- Japanese cover for Volume 1

魔女ノ結婚 (Majo no Kekkon)
- Genre: Fantasy; Yuri;
- Written by: Studio Headline
- Published by: Kadokawa Shoten
- English publisher: NA: Yen Press;
- Magazine: Comic Newtype
- Original run: February 12, 2021 – June 9, 2023
- Volumes: 3 (List of volumes)

= The Witches' Marriage =

Japanese manga series

The Witches’ Marriage (魔女ノ結婚, Majo no Kekkon) is a Japanese yuri manga written and illustrated by Studio Headline. It was serialized in Kadokawa Shoten's Comic Newtype from February 12, 2021, to June 9, 2023, and was licensed for an English-language release by Yen Press in 2023. The series follows Melissa and Tanya, two witches who seek to gain enough magical power to open the door of truth.

==Synopsis==
In order to open the "Door of Truth", the ultimate goal for any witch, Melissa decides to form a witches marriage with Tanya, a naive apprentice, so that she can gain the power she needs. Fully intending to ditch her partner once she reaches the Door of Truth, Melissa begins to second guess her plan as she is charmed by Tanya's enthusiasm to learn magic from her.

==Media==
===Manga===
Written and illustrated by Studio Headline, The Witches’ Marriage was serialized in Kadokawa Shoten's Comic Newtype website from February 12, 2021, to June 9, 2023. The series was collected in three tankōbon volumes as of July 2023.

The series is licensed for an English release in North America by Yen Press.

| No. | Original release date | Original ISBN | English release date | English ISBN |
|---|---|---|---|---|
| 1 | November 9, 2021 | 978-4041120316 | September 5, 2023 | 9781975360399 |
| 2 | August 10, 2022 | 978-4041127711 | December 12, 2023 | 9781975370244 |
| 3 | July 10, 2023 | 978-4041140369 | June 18, 2024 | 9781975391416 |

===Other===
On November 9, 2021, Kadokawa released a comic reading of the first chapter, featuring Rinke Mabuchi as Melissa, Eriko Nakamura as Tanya and Miho Kumagai as the narration.

==Reception==
In Anime News Networks Fall 2023 Manga Guide Rebecca Silverman gave volume 1 of The Witches’ Marriage 3 out 5, summarising "like many a first volume, this gets better as it goes on, and everyone gets a feel for what the story is (as opposed to what they might have thought it was going to be), and while it isn't the best yuri out there, it's worth a look if you're a genre fan." While MrAJCosplay gave the first volume a 2.5 out of 5, noting that "this one is a little tricky to review because it's a classic example of “what you see is what you get [...] It's a good book for a smile on a quiet afternoon in the bookstore, but that's about it.”

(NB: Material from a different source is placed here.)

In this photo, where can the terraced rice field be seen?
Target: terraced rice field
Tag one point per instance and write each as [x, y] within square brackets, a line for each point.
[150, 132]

Erica Friedman of Yuricon noted in her review of volume 1 that "this is not generally my kind of story. I found Melissa’s treatment of Tanya intolerable. I also found the ane-loli art style objectionable. Nonetheless, but the end of the volume I, like Melissa, had come around to it. Even though it felt mostly undeserved, the end of the volume was surprisingly satisfying."